Central Limit Theorem for Lévy Process

Question

I am reading a book, which uses the Central Limit Theorem of Lévy Processes $X_t$ without mentioning the exact theorem. Due to the infinite divisible property I can write $X_t$ as a sum of $N$ iid random variables $X^i$ $$ X_t=\sum_{i=1}^N X^i_{t/N} $$ The Problem is, that i want $t\rightarrow \infty$ but for the CLT i have to keep my sequence of my equidistant iid random variables fixed (like $t/N$ fixed). But they do change, as $t\rightarrow \infty$. The book now just says, that with the central limit theorem for Lévy Processes it holds for $t\rightarrow \infty$ \begin{align} \frac{X_t-\overbrace{tE[X_{1}]}^{=E[X_t]}}{\sqrt{t}}\rightarrow \mathcal{N}(0,\operatorname{Var}[X_1])\\ \sqrt{t} \left(\frac{X_t}{t}-E[X_1])\rightarrow \mathcal{N}(0,\operatorname{Var}[X_1]\right) \end{align} I can't find any proofs, lectures or literature about it. Can you help me out?

Answer 1

Without any additional assumptions on the Lévy process $(X_t)_{t \geq 0}$, a central limit theorem does not hold true.
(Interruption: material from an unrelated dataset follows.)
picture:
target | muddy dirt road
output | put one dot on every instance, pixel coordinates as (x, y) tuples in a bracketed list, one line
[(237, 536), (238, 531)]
Let $(X_t)_{t \geq 0}$ be a (one-dimensional) Lévy process with Lévy triplet $(b,\sigma^2,\nu)$. Define

$$T(x) := \nu((x,\infty)) + \nu((-\infty,-x))$$

and

$$U(x) := \sigma^2+2 \int_0^x y T(y) \, dy$$

for $x>0$. There is the following statement by Doney and Maller:

1. Suppose that $T(x)>0$ for all $x>0$. Then there exist deterministic functions $a(t),b(t)>0$ such that $$\frac{X_t-a(t)}{b(t)} \stackrel{t \to \infty}{\to} N(0,1) \tag{1}$$ if, and only if, $$\frac{U(x)}{x^2 T(x)} \stackrel{x \to \infty}{\to} \infty.$$
2. Suppose that $T(x)=0$ for all $x>0$ (i.e. the Lévy measure $\nu$ is symmetric). Then $(1)$ holds if, and only if, $\sigma^2>0$. In this case, $a(t) = t \mathbb{E}(X_1)$ and $b(t) = \sigma \sqrt{t}$ is admissible.

In dimension $d>1$ there are CLT-results for Lévy processes by Grabchak.

References:

• R.A. Doney and R.A. Maller.: Stability and Attraction to Normality for Lévy processes at Zero and at Infinity. Journal of Theoretical Probability, Vol. 15, July 2002.
• Michael Grabchack: A note on the multivariate CLT and convergence of Lévy processes at Long and Short Times. ArXiV.